A filarial cysteine protease inhibitor down‐regulates T cell proliferation and enhances interleukin‐10 production

Abstract

Filarial nematodes are a cause of chronic debilitating diseases in the tropics. A hallmark of filariasis is the marked down‐regulation and polarization of host immune responses, yet molecular constituents of parasites causing this state have remained undefined. We describe a 17‐kDa antigen (Av17) of the rodent filarial parasite Acanthocheilonema viteae, which shows amino acid homologies to cystatin C, a major cysteine protease inhibitor belonging to family 2 of the cystatin superfamily.
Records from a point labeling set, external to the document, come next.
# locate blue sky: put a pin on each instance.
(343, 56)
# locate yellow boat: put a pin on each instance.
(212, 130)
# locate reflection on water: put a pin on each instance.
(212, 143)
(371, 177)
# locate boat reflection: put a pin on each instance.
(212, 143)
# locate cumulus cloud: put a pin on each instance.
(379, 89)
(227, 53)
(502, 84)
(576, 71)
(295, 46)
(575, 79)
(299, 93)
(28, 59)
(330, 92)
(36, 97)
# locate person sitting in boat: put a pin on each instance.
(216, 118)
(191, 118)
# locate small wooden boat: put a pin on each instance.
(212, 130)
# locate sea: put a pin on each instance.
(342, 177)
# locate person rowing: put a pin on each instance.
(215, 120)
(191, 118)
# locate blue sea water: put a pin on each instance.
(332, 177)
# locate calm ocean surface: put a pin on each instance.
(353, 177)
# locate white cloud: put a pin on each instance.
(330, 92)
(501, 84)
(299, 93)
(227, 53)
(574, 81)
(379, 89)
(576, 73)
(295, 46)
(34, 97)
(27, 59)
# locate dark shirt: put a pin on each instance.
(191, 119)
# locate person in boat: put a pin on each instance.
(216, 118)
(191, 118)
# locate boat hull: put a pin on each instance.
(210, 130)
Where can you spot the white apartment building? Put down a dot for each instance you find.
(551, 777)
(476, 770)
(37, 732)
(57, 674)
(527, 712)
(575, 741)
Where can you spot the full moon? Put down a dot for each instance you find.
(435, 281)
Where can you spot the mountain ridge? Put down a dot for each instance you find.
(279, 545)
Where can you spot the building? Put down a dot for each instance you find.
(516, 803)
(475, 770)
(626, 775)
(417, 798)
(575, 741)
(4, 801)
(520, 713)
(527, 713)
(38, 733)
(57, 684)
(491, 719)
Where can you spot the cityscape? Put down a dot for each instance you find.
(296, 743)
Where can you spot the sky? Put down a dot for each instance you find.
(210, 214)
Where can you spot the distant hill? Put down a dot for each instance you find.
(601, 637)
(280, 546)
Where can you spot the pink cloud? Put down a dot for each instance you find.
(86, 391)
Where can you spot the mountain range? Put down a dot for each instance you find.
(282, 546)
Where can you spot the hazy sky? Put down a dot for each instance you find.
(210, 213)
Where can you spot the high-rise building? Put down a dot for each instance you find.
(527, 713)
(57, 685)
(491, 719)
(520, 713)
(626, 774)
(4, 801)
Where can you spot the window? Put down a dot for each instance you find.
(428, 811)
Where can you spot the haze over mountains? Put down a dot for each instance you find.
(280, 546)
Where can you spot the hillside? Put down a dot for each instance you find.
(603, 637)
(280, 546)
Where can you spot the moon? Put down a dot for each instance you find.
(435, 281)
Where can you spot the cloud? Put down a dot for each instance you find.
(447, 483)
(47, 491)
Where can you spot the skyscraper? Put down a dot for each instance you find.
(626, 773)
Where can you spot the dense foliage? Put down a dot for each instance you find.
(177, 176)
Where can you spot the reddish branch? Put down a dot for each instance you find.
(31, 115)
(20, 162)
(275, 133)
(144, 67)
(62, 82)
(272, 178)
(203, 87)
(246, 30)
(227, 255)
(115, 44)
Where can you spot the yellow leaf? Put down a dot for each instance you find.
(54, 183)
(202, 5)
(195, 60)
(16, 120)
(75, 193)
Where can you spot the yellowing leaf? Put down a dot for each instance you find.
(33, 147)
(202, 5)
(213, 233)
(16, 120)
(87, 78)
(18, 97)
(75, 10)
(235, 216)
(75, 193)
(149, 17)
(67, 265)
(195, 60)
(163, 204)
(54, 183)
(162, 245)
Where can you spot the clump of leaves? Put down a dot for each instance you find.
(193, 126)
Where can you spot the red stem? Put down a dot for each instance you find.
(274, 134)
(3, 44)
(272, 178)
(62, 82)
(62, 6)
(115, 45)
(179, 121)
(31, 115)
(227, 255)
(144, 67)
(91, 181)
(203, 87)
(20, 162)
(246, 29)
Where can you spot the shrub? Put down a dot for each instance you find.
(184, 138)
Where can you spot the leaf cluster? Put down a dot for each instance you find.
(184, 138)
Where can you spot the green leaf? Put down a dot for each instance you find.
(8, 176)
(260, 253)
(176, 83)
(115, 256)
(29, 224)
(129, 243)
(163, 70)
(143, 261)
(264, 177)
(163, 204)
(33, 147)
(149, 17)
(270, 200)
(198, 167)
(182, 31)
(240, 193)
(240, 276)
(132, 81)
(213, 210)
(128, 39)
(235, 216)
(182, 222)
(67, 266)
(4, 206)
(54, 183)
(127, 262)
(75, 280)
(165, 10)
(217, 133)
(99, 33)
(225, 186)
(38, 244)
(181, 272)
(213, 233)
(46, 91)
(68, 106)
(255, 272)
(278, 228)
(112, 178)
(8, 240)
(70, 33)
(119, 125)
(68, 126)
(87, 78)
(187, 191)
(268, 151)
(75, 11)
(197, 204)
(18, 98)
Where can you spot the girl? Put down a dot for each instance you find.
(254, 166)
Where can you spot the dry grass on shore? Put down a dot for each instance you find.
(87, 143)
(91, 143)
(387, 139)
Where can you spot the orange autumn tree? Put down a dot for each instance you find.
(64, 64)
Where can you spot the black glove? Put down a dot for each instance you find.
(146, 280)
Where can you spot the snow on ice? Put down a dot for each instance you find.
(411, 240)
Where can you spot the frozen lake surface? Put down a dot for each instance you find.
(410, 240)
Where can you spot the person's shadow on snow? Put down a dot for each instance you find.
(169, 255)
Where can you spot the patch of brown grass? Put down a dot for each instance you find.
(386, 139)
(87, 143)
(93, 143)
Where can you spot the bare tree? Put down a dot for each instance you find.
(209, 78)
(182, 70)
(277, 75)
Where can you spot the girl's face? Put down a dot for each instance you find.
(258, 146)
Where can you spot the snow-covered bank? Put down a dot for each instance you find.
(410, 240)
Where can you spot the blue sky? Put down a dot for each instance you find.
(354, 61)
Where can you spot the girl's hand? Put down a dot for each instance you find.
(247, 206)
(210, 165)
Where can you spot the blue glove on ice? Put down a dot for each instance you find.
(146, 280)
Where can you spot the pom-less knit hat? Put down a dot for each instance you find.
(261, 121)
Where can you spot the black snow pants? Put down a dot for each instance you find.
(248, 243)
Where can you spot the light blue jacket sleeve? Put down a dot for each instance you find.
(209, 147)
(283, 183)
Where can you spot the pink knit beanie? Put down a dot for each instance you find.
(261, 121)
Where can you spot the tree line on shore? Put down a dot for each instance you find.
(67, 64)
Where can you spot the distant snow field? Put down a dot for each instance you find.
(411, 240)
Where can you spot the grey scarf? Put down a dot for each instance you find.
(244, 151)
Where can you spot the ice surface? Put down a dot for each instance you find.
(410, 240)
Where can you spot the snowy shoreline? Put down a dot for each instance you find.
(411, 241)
Av17 is released by filariae in vitro. Exported molecules of A. viteae worms are shown to markedly suppress mitogen‐induced T cell proliferation of mice and jirds. Av17 accounts for 45.5% of this suppressive activity in the murine system. Recombinant Av17 (rAv17), expressed in Escherichia coli, exhibits biological activity as a cysteine protease inhibitor and was used to examine the immunomodulatory effects. rAv17 induces down‐regulation of murine T cell responses to mitogens, to T cell receptor cross‐linking by anti‐CD3 antibodies and to specific antigens, and at the same time up‐regulation of interleukin‐10. Hence, this filarial cystatin is a likely effector molecule of immunomodulation and a potential target for antifilarial intervention.